Jamila recalls how her children helped her find her way home on unfamiliar bus routes in their new town:

"The caseworker took me, she showed me the town.  I didn’t remember properly. I didn't understand her, seriously.  I remember she told me to take the bus.  (So) I start counting, if I'm coming back at night.  In November is night coming quickly. I said to my children, maybe we lost the way now... maybe it's just one, two, three stops from the town to my house, but we don’t know the area.  But my children were more clever than me sometimes. They remembered, 'Mamma we stop here, we stop here'.”

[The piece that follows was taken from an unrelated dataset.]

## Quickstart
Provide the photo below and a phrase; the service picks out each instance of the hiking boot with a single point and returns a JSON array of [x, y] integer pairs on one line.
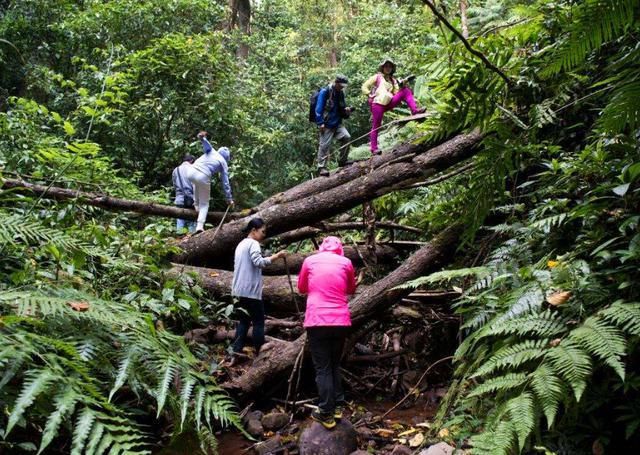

The ability to travel independently in order to reach shops, doctor's appointments, build up connections and have a social life is mentioned as a source of empowerment by many refugees, as they adjust to life in new places.  This is particularly important for pregnant women and new mothers, as illustrated by this initiative in Scotland to provide bus passes.  'M' - a 17 year old Iraqi refugee living in Birmingham - also speaks about his gratitude to the social worker who helped him get a bus pass in a moving blog describing his experience as an unaccompanied asylum seeker arriving in the UK.

KALWINDER SANDHU & VICKI SQUIRE

This extract is from an interview conducted in 2020 by Kalwinder Sandhu with supervision by Vicki Squire, as part of the British Academy funded ‘Lost and Found: A Digital Archive of Migration, Displacement and Resettlement’ project’s Making Home Away archive.